Jim Gill, the newly hired chief operations officer for what could become Bitterroot Resort, spent the last 30 years managing such places as Breckenridge, Jackson Hole and, most recently, the new Teton Springs Resort near Victor, Idaho. To help design the ski runs, Maclay contracted Don Murray, vice president of Ecosign Mountain Resort Planners and former manager at Whistler in British Columbia. And he’s enlisted Olympic Nordic track designer John Aalberg to lay out a vision for a system of cross-country ski trails.

But despite his all-star team of ski industry veterans, Maclay faces some formidable obstacles. Not the least of which is that he doesn’t own the land where the best snow falls. Just above the runs visible from town, his property ends and Forest Service lands begin. In order for him to build farther up Carlton Ridge, above 6,200 feet elevation, Maclay is going to have to enlist a good dose of community and Forest Service support for such a development.

According to Terry Knupp, developed recreation program manager for the Northern Region of the Forest Service, Maclay wrote a letter last year outlining his general idea of developing on Forest Service land. The agency told him at that time that if his project were formally submitted, it wouldn’t pass the screening criteria. Recreation-induced clear-cuts, new maintenance roads and lift structures to transport skiers and snowboarders are not part of the current Bitterroot and Lolo forest management plans for that part of the public forest.

But the management plans for both the Lolo and Bitterroot National Forests are currently in a long process of revision. “The Forest Service encouraged him to attend the public meetings and make comments during the revision process, which he has,” says Knupp.

If the Forest Service eventually approves Maclay’s plans, Bitterroot Resort would likely enjoy the same deal as other ski areas that operate on Forest Service land. The resorts typically receive 40-year permits to occupy public land and pay a small percentage of the income generated by lift-ticket sales—about 2.5 percent to 4 percent—to the government in exchange for the right to develop the land.
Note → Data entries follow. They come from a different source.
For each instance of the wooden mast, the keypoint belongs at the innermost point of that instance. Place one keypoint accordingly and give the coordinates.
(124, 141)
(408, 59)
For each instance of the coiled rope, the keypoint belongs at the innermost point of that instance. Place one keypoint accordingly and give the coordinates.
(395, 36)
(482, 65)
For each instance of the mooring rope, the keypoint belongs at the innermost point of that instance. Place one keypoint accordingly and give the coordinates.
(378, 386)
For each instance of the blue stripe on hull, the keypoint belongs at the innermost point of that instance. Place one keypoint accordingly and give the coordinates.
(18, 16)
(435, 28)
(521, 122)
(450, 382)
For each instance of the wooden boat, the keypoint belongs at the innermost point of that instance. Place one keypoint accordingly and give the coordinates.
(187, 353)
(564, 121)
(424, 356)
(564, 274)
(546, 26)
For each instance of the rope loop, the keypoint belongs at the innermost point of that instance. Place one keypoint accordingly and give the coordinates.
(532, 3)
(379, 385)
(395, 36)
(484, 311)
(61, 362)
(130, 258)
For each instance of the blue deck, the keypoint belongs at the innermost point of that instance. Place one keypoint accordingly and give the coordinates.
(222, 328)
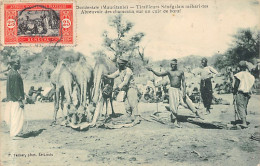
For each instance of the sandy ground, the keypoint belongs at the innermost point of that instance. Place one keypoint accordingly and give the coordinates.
(148, 143)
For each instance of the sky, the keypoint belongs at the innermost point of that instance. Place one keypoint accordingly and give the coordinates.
(202, 32)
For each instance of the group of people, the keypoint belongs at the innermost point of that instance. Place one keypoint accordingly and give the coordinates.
(177, 91)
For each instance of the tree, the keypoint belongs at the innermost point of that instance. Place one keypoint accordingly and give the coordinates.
(245, 46)
(122, 43)
(7, 53)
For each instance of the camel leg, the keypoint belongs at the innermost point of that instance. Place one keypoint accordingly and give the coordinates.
(98, 111)
(89, 93)
(84, 97)
(56, 105)
(112, 108)
(106, 100)
(62, 93)
(78, 95)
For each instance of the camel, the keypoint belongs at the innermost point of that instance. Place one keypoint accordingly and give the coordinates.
(62, 82)
(83, 73)
(103, 66)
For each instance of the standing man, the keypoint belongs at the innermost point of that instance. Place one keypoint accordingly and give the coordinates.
(127, 84)
(244, 81)
(177, 83)
(205, 84)
(14, 113)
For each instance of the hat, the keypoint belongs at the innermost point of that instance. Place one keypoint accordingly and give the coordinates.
(13, 60)
(174, 60)
(122, 60)
(40, 89)
(204, 59)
Watchdog groups have criticized such arrangements because the public receives a relatively small amount of “rent” compared to the benefits reaped by private developers. While big vertical drops and expansive views from the chairlifts attract the visitors, the majority of resort profits come from real estate, golfing, food and product sales and other amenities. For example, the American Skiing Company, which operates Steamboat in Colorado and The Canyons in Utah, among others, earns less than half its revenue from ticket sales. Former Missoula resident David Blair, a Healthy Forest Restoration Act and government relations specialist retained by Maclay, says Lolo Peak was identified by the Forest Service in the early ’60s as one of the premier mountains on federal lands for ski area development. Over the years, there has been some effort to explore the feasibility of such a development. Prior attempts at creating a resort in the area lacked appropriate lower-elevation land for access and sufficient water for snowmaking.

Maclay has both the land and the water. His ranch stretches from Old Highway 93 all the way up to the National Forest boundary. And his family holds senior water rights to most of the water in Carlton Lake, a reservoir on the border of the Selway-Bitterroot Wilderness. Ideally, he says, he’d like to build a pipeline from the lake to his snowmaking equipment below.
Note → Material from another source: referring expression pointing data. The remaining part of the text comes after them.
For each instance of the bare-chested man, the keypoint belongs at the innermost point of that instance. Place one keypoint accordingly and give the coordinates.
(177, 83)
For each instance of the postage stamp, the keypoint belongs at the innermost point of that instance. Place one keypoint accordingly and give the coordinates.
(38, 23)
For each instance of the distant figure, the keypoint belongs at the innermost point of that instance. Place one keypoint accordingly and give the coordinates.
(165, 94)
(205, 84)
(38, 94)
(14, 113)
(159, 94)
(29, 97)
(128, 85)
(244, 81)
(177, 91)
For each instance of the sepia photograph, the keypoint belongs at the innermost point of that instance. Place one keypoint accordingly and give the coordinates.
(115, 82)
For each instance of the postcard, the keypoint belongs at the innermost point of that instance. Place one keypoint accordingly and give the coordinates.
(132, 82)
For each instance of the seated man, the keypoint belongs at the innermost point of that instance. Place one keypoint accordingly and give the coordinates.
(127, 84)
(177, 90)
Maclay says he will “absolutely” go forward with his project regardless of his ability to put lifts into the high country.

“This is still feasible without the Forest Service [land],” says Maclay, standing on a recently cleared spot overlooking the valley, just below where skiers may one day disembark from the chairlift. “Compare it to Whistler—low elevation with snowmaking.”

Another low-elevation-with-snowmaking comparison drawn from closer to home might be the shuttered Marshall Mountain.

But Maclay clearly hopes that he can convince potential skeptics to allow his resort to reach onto public land. “It’s a bigger opportunity if the community wants it,” he says.

Maclay, along with his small platoon of consultants, will unveil the Bitterroot Resort proposal at community open houses in Missoula and Stevensville sometime in early December. Maclay is also scheduled to speak to the Lolo Watershed Group’s monthly meeting Dec. 15 at the Lolo Community Center.

A draft of the Forest Management Plan for the Bitterroot and Lolo National Forests should be out in spring 2005, at which point the public will have an opportunity to comment.